Two ginkgo trees must go: The Great Council says yes to the redesign of Rümelinsplatz
More seats, no more steps: it will make Rümelinsplatz in downtown Basel even more attractive. But the Great Council is troubled by two trees being cut down.
Rümelinsplatz and the adjacent streets will become an attractive meeting place. According to the government council, the redesign project could cost 4.4 million francs. It is now up to the Great Council to approve the report.
Most agree that Rümelinsplatz, which was last renovated in 1970, is worth a fresh coat of paint. More than 50 years ago, the place was designed so that there was room for traffic. The sidewalks still remind us of this day.
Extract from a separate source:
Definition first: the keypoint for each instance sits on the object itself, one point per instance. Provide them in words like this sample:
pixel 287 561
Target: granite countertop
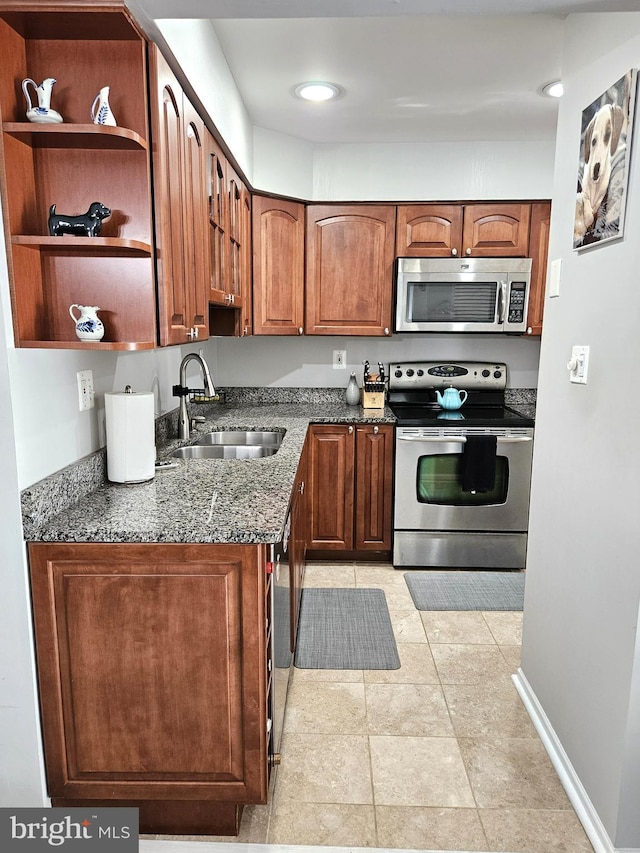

Due to its central location like Rümelinsplatz, it is unattractive to pedestrians, the Committee on Environment, Transport and Energy (UVEK) wrote in its report.
Jinkus could not survive the construction work unscathed
In the future, the square should invite people to stay, gastronomy to use them and be available to everyone without steps. So far, so good. However, the plan to replace the two existing ginkgo trees with three filament trees has caused significant criticism and opposition. The Lääbe County Assembly in the inner city resists.
Emmanuel Troup, head of the Basel City Nursery, explained to bz: He doubts ginkgo will survive the change unscathed. Deadwood formation can also be observed in the treetops of the two trees, indicating a lack of supply.
Linden was rescued by Yufk and council member
Government consultant and construction manager Esther Keeler (GLP) defended the project in the Grand Council. Rümelinsplatz now doesn’t have the quality of being there. But we only touch the pitches when renovation is needed.” Together with UVEK, it has now been carefully considered how to upgrade the box.
It regrets that trees have fallen victim to the project. “Four trees should have been cut down first, but the two linden trees are now left and the ginkgo is replaced by three. The vault:
“Sometimes it makes sense to remove a tree and plant new ones.”
Unholy alliance of two ginkgo
“Give these two ginkgoes a chance. Planning takes that thinking from the tree. That is why you reject this deal,” says Oliver Thommen (GAB) in his vote as spokesperson for the parliamentary group. The conversion must be designed to be compatible with these creatures, trees are not garden benches.
The Ginkgoians even made an unholy alliance at the Great Council: the first vice president also criticizes the felling of trees. “We reject the deal,” said group spokesman Pete Schaller. “The government should allow the ginkgo trees to live and give up extra bike parking spaces.” But the party satisfied with the rest of the advice.
“Let’s not waste tax money unnecessarily”
“where is the problem?” asks Brigitte Kohn, a GLP consultant. Thanks to the current project, there will be more trees in the yard in the future, and the transformation is the result of many years of work and extensive discussions. Con: “The additional four rope trees provide more shade and bind more CO2 Like ginkgo. It also grows faster and is more biodiversity friendly. So let’s not waste tax money unnecessarily.” A refusal may delay work by five years or carry out only necessary renovations, which will not make the place more attractive.
The Great Council finally decides against the rejection. Parliament then approved the report by 61 votes to 20 against, with five abstentions.